Introduction
Get an overview of the course and its prerequisites.
We'll cover the following
This course is meant to raise awareness of the idea that no machine learning (ML) pipeline is impervious to faults. There are tons of ways things can go wrong, and when models fail, they fail violently.
In this course, we present a series of informative lectures about the dangers of data and models. We focus on the aspects of the ML pipeline that are (more or less) the direct responsibility of engineers and data scientists: the data and the model.
This course is a mix of theory and practice. While we’ll discuss the theoretical basis of how bias enters data/models and how solutions work to remove bias, we’ll also cover several real-world case studies and address industry standards.
Intended audience
This course is targeted toward interested learners with at least an intermediate knowledge of AI/ML. There will be some mathematical formulations, but these won’t be the main focus. If you understand the general process of ML, you’ll be able to learn a lot from this course.
Prerequisites
This course requires at least an intermediate knowledge of ML. If you need a refresher, Educative has several great courses on the topic.

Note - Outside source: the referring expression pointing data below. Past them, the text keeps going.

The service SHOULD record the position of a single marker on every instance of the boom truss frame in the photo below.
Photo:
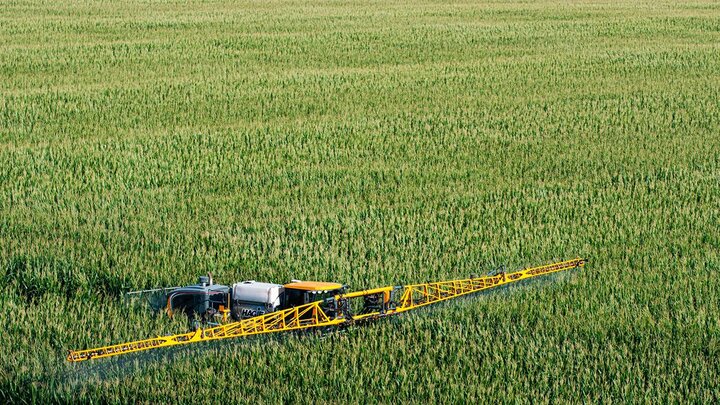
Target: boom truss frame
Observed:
(333, 311)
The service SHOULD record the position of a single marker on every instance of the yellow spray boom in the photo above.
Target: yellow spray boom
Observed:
(333, 311)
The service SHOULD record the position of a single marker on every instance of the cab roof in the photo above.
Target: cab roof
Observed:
(313, 286)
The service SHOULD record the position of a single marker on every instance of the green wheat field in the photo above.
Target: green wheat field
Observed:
(372, 143)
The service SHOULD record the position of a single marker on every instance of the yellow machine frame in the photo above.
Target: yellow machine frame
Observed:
(313, 315)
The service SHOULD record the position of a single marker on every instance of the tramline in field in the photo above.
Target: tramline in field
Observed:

It will also help to have some mathematical background, specifically linear algebra. Some Python knowledge will also be useful because there are a few practical examples scattered throughout the lessons.
Importance
This course covers a critical topic that’s often neglected in other tutorials or learning mediums. ML is not like a standard software product—there’s no such thing as a “deploy and ignore” strategy. Because ML models constantly learn and evolve, there needs to be constant governance and accountability to catch models if and when things go wrong. In the past, there have been data breaches, biased algorithms, and much more that could have easily been mitigated with proper techniques and care.